【第742回】 腹を練る 〜 腹のスライド

合気道でいい技を生むためには腹を練らなければならない。大先生は腹を練れと教えられている。
腹を練り、腹をつくっていくためにこれまで次のような稽古をしてきた。
まず、手と腹を結び、腹で手をつかって技をかけることである。それまでは手と腹の結びもなく、手をつかっていたので、手は強くなり腕力はつくが腹は鍛えられなかった。
次に、腹を陰陽十字につかうことによって腹を練ることである。左右の足が右左陰陽で動き、体重がそれに従って右左に移動するが、その際に腹も右左陰陽に動く。この腹の陰陽の動きでも腹は練られる、が十分ではない。
ここで腹を十分に練るためには、腹の陰陽に加えて十字につかうことである。腹を陰陽で他方の足に移したら、そこで腹を十字にかえすのである。十字にかえすとは、腹の面を腹の下にある足の爪先に対して十字になるようにすることである。これが腹を陰陽十字にかえすということである。
三番目は、息づかいで腹を練るのである。天地の息の吐く息引く息で腹を練り、腹をつくっていくのである。取り分け、地の息の赤玉(潮満玉)と白玉(潮干玉)でがっちりした腹ができるようである。

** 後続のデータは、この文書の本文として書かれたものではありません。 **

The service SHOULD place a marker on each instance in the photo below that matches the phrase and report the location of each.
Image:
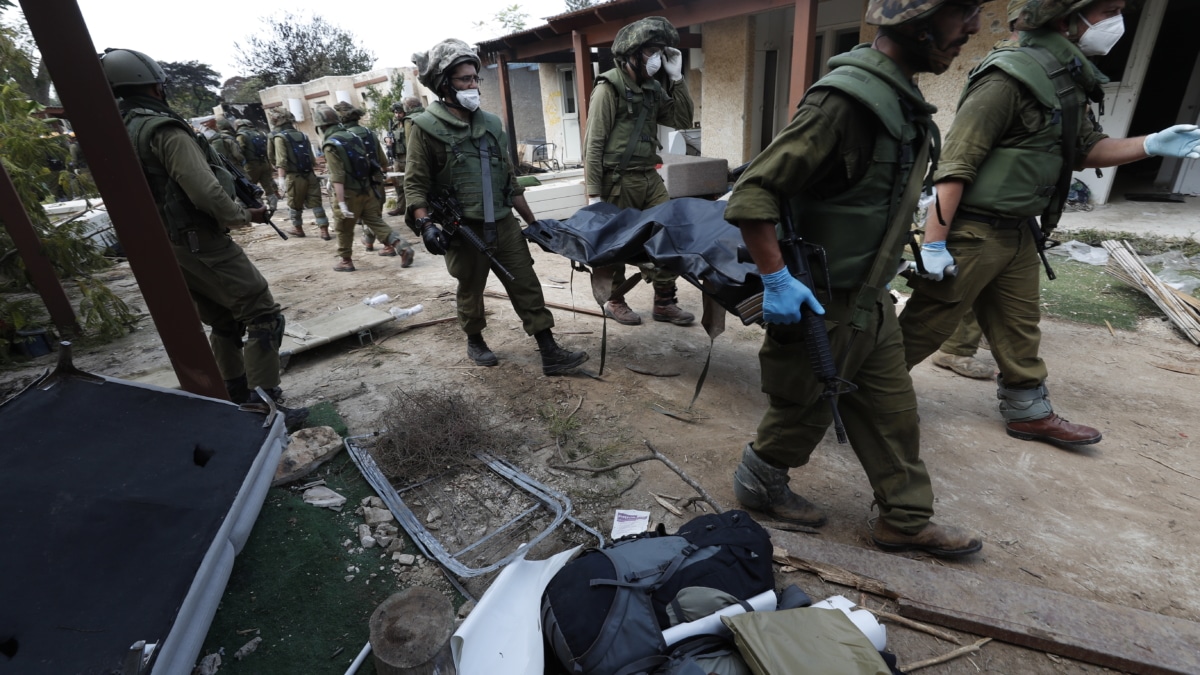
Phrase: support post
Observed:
(803, 51)
(65, 43)
(39, 267)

ここまではこれまで研究し、発表したことであるが、今回は四番目の腹を練る方法を発表する。
それは腹をスライドさせることによって腹を練るのである。スライドさせるとは、腹の中心を左・右に滑らせ移動し、体の一軸の中に入れることである。これは非常に繊細で難しい動きである。腹腰が硬ければ出来ないだろう。
正面打ち一教は、この腹のスライドで体と手をつかわないと上手くいかないようである。相手と接する手先(手刀)は、法則上動かせないので、手と結んでいる腹をつかうことになる。腹を前後、左右に動かすことになる。
前後の腹の動きは、足(足首、膝、腰)と腹である。腹を、腰を支点として用としてつかえばいい。
左右の腹の動きは、腹をすべらせて体を一軸になるようにつかうのである。腹をスライドさせることによって、受けの相手は手にかかる力が、右左と陰陽に変わることに気がつかないし、無意識でこちらの動きに同調するようになるのである。
前から言っているように、本部で教えておられた有川定輝先生の晩年の一教は、強力であるだけでなく、同時に理に合った、芸術的で美しい技と体づかいであった。長年、その先生の技に近づこうとやってはいたが中々上手くいかなかったが、この腹のスライドが大きなポイントの一つであることが分かったわけである。コロナのお蔭で道場での稽古が当分出来ないが、道場が開いたら試してみることにする。

この腹のスライドで腹が更に練られると思っている。しかし、腹を練るのにも終わりがないはずなので、次の方法にどんなものが出てくるのも楽しみである。